Aside from notifying their insurance carrier, what should a doctor or facility do if they face one of these lawsuits?

Mr. Hoffman: The one thing you don’t want to do is go back and falsify records. That would be a very dangerous thing. If you’ve had an incident, you should learn from it. Why did it happen? What wasn’t done? What was done wrong? What should have been done better? Learn from your mistakes and go from there. These types of lawsuits are almost as bad as wrong-side surgery cases. You have to be smart and you have to have an environment that’s safe for the patient.

Do a lot of these cases go to trial?

Mr. Hoffman: Some do, but most do not. The statistics show that 90% or more of all civil lawsuits get settled at some point before there’s a verdict.

How have facilities and doctors fared in cases that went to trial?

Mr. Bond: We haven’t found too many cases that went to trial and resulted in a jury verdict. There was a case in the Southern District of Florida, in which the plaintiff was awarded $750,000 and then $500,000 was awarded to the patient’s wife for damages. In that case, the plaintiff had contracted hepatitis C as a result of a failure to disinfect the endoscope. It all depends on the extent of the plaintiff’s damages. In many of the suits we found, the plaintiff didn’t actually suffer damages; it was just fear of future damages.

Mr. Hoffman: And fear of damages is not always compensable.

How many cases are based on fear of future damages?

Mr. Bond: It depends on what happened at the specific facility, but we saw a fair amount of cases in which people were notified by the practice group that there had been an issue with endoscope cleaning, but there was no proof they had suffered any damages.

Mr. Hoffman: There may be some lawyer on [television] advertising about these cases against the manufacturers, and someone comes in and files a lawsuit against the doctor. These things happen.

Are providers required to notify patients if they’ve been exposed to risk for infection?

Mr. Hoffman: It’s really dependent on what you’re required to do under state statutes, which are very fact-specific. In Pennsylvania, for example, patients have to be notified if they were injured and it was something that would not have been expected. Just because patients were scoped, you wouldn’t have to notify them, as I understand our statute.

If it is required under a state statute, then you have to report it and advise the patient, even if nothing happened, even if there was no damage. Is that going to spring a lawsuit? It may. Is it better to be candid with your patients? There has been a lot written on that. There’s a website called Sorry Works (https://sorryworks.net). But is notifying the patients going to spring a bunch of frivolous lawsuits? Nobody knows what the answer is.

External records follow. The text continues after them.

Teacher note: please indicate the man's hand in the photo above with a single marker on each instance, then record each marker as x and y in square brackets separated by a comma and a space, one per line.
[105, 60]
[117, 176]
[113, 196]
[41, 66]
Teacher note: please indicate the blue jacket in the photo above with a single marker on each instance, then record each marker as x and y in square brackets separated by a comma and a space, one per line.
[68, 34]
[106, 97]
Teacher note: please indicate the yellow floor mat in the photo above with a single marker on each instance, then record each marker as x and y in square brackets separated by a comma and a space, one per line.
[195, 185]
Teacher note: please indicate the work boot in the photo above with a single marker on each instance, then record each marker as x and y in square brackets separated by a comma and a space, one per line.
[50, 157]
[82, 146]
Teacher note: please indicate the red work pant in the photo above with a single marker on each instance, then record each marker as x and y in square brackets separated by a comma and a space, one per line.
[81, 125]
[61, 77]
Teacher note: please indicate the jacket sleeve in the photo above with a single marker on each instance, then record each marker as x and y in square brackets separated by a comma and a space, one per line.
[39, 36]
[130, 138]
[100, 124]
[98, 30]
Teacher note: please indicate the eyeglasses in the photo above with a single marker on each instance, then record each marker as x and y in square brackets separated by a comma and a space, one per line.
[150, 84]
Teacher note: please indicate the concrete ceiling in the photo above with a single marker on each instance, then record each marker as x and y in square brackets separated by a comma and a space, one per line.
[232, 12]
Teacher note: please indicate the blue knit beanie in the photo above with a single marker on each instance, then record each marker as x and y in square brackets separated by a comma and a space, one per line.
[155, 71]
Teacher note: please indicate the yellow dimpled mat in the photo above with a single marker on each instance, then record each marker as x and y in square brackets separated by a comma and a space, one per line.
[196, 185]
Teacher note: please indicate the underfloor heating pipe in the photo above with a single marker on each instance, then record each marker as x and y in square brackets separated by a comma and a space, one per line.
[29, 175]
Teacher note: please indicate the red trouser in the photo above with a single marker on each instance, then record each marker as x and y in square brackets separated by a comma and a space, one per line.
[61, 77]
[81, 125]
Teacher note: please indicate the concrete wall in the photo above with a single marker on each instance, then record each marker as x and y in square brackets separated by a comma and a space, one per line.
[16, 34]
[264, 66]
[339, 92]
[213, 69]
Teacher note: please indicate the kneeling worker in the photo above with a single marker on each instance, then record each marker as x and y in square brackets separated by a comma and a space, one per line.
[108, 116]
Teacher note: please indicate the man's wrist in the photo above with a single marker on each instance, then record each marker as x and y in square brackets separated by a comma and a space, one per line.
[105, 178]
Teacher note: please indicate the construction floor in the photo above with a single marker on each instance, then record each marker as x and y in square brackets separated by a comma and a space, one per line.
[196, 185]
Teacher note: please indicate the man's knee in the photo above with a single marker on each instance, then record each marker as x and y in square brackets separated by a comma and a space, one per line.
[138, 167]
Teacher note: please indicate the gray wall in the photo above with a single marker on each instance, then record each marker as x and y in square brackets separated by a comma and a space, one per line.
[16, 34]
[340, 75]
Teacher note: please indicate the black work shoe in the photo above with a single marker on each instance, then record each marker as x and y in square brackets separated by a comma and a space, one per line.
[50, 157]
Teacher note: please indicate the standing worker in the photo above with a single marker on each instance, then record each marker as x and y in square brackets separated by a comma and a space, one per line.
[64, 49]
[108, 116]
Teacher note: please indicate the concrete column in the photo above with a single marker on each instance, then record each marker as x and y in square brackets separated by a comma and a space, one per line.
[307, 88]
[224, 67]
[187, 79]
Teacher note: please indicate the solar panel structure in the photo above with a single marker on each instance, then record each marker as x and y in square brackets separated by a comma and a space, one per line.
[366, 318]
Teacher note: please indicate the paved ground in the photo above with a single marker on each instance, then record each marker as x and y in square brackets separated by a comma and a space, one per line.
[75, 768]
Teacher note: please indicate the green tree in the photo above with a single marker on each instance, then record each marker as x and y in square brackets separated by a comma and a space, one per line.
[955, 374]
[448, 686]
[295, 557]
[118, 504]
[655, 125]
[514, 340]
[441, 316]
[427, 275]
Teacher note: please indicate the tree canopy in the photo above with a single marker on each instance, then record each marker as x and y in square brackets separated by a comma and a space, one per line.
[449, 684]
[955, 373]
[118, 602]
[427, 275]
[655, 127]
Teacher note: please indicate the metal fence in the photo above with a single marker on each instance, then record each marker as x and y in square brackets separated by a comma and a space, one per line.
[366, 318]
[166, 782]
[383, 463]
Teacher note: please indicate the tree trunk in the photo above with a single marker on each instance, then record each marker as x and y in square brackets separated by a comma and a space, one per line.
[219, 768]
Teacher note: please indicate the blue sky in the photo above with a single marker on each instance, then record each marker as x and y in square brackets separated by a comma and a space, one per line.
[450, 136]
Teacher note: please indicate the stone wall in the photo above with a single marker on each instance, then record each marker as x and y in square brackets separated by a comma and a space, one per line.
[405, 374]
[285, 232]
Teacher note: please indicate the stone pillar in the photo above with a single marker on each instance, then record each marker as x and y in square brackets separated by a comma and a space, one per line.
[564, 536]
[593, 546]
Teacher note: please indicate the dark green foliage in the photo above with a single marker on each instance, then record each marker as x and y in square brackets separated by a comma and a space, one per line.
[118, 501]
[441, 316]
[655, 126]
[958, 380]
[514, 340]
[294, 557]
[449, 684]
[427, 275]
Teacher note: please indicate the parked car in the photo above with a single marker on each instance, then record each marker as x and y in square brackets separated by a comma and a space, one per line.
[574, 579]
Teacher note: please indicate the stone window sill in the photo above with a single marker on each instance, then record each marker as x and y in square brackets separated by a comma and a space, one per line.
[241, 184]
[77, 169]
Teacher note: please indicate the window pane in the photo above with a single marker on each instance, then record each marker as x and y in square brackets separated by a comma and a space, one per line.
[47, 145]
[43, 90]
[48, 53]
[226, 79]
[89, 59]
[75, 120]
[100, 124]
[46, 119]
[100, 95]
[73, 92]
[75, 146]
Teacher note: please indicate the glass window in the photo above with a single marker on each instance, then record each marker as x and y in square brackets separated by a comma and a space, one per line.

At least one scope maker is facing the possibility of a class action lawsuit over alleged “superbug” infections acquired from contaminated duodenoscope exposure. Could medical facilities with multiple infected patients see the same?

Mr. Bond: We could not find an instance in which such a class had been certified by a judge. There are certain factors required for class certification, such as numerosity of class members and ascertainability of the class; in these instances, courts have found that claims brought by different groups did not meet the class certification requirements.

Are doctors and facilities at risk for criminal or civil penalties from, say, state or federal regulators?

Mr. Hoffman: There’s a potential for civil violations of state regulations if it created an unsafe situation. It would have to be fairly egregious. You could analogize this scenario to the nursing home situation. If inspectors came out and found there was an unsafe situation, there could be repercussions from a state agency. There could be repercussions from the Centers for Medicare & Medicaid Services if they were to investigate and find that there were a number of claims of a particular type at a particular institution.

Is the advice for how to handle a regulator any different?

Mr. Hoffman: Contact your insurance carrier and, even before you do that, contact a sophisticated lawyer who can help guide you through it.